I have a select statement that returns a table full of SELECT statements (It goes through every column in every table and creates a select to find if that column contains any bad data).
I need to take this table full of SELECT statements, execute them, and see if any of them return rows. If the count(*) > 0, then I want to print out some data.

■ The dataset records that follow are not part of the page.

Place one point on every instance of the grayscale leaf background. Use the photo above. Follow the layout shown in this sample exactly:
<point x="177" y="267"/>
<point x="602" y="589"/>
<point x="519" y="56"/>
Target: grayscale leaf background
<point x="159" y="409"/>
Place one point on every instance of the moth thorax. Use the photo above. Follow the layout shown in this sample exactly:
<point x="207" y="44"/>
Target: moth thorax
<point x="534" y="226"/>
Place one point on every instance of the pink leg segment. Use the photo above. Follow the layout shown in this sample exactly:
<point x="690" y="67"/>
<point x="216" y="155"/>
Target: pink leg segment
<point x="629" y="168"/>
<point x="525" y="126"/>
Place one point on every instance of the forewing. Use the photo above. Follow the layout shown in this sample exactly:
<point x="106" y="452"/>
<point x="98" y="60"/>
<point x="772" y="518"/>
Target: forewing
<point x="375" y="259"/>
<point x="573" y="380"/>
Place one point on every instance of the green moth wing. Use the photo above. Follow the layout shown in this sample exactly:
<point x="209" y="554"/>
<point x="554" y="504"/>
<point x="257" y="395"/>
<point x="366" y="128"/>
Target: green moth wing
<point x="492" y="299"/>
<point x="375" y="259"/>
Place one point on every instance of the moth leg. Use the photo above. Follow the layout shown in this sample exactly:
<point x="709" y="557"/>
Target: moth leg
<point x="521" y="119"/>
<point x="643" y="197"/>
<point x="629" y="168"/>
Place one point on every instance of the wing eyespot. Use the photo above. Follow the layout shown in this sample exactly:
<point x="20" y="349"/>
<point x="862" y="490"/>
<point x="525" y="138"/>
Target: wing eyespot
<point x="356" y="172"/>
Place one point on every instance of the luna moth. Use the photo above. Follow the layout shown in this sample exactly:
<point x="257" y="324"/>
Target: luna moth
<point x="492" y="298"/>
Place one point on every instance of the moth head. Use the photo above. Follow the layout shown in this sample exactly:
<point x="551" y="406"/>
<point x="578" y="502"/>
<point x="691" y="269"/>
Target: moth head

I was thinking I had to use a cursor, but I have no idea how I would accomplish that.
Here is my code to get the count of bad data.
SELECT 'SELECT count(*), '' '+sysobjects.name + ' - ' + syscolumns.name +
' '' FROM ['
+sysobjects.name + '] WHERE UNICODE(SUBSTRING(['+syscolumns.name+'],Len(['+syscolumns.name+']),1)) = 0'
FROM sysobjects
JOIN syscolumns ON sysobjects.id = syscolumns.id
JOIN systypes ON syscolumns.xtype=systypes.xtype
WHERE sysobjects.xtype='U' and systypes.name IN ('varchar', 'nvarchar')
ORDER BY sysobjects.name,syscolumns.colid
This returns a table with rows like:
SELECT count(*), ' All_MW_Users - LastName ' FROM [All_MW_Users] WHERE UNICODE(SUBSTRING([LastName],Len([LastName]),1)) = 0
I need to execute this select, and if the count(*) > 0, then print the second column. I don't want to show anything in the results or messages unless there is data to show.